In January 2015, Pentecost was named by MLB as the 10th best catching prospect in baseball. He underwent shoulder surgery in February 2015, and missed the entire 2015 season while rehabbing. Prior to the start of the 2016 minor league season, Pentecost was ranked 9th on MLB's top 10 catching prospects list. He opened the 2016 minor league season on the disabled list with the Lansing Lugnuts of the Single-A Midwest League. On May 12, Pentecost appeared in his first game in over 16 months, and hit the first home run of his professional career in a 5–0 win for the Lugnuts. As he was not cleared to catch, Pentecost continued to play as a designated hitter. After hitting .314 with seven home runs and 34 RBI the Lugnuts in 62 games, Pentecost was promoted to the High-A Dunedin Blue Jays. He played 12 games with Dunedin in 2016, and hit .245 with three home runs and seven RBI. Aside from one rehab game in the Gulf Coast League, Pentecost spent the entire 2017 season with Dunedin. He was limited to 72 games due to two separate disabled list stints, and hit .274 with nine home runs and 54 RBI. Pentecost played for the Peoria Javelinas of the Arizona Fall League (AFL) during the offseason, but he was deactivated in the last week of the AFL's season due to shoulder pain. The Blue Jays opted not to place him on their 40-man roster to protect him from the Rule 5 draft.

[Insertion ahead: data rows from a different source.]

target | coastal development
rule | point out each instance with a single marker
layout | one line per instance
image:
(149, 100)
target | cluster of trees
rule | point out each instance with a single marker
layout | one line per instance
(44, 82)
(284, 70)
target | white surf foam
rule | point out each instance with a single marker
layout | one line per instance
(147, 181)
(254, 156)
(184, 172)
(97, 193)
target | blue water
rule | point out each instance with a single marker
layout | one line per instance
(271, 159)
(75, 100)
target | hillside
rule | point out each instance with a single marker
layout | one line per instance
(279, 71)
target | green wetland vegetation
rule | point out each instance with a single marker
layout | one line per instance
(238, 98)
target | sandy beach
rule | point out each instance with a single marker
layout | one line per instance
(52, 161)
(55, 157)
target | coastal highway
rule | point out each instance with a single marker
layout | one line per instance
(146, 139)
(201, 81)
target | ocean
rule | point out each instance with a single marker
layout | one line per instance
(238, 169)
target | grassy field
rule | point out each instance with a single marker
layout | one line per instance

On January 24, 2018, the Blue Jays invited Pentecost to spring training. He spent the 2018 season with the New Hampshire Fisher Cats of the Double-A Eastern League, hitting .253 with 10 home runs and 52 RBI in 89 games.

On March 22, 2019, it was announced that Pentecost had left Blue Jays' spring training, and was considering retirement. His retirement was confirmed on April 3.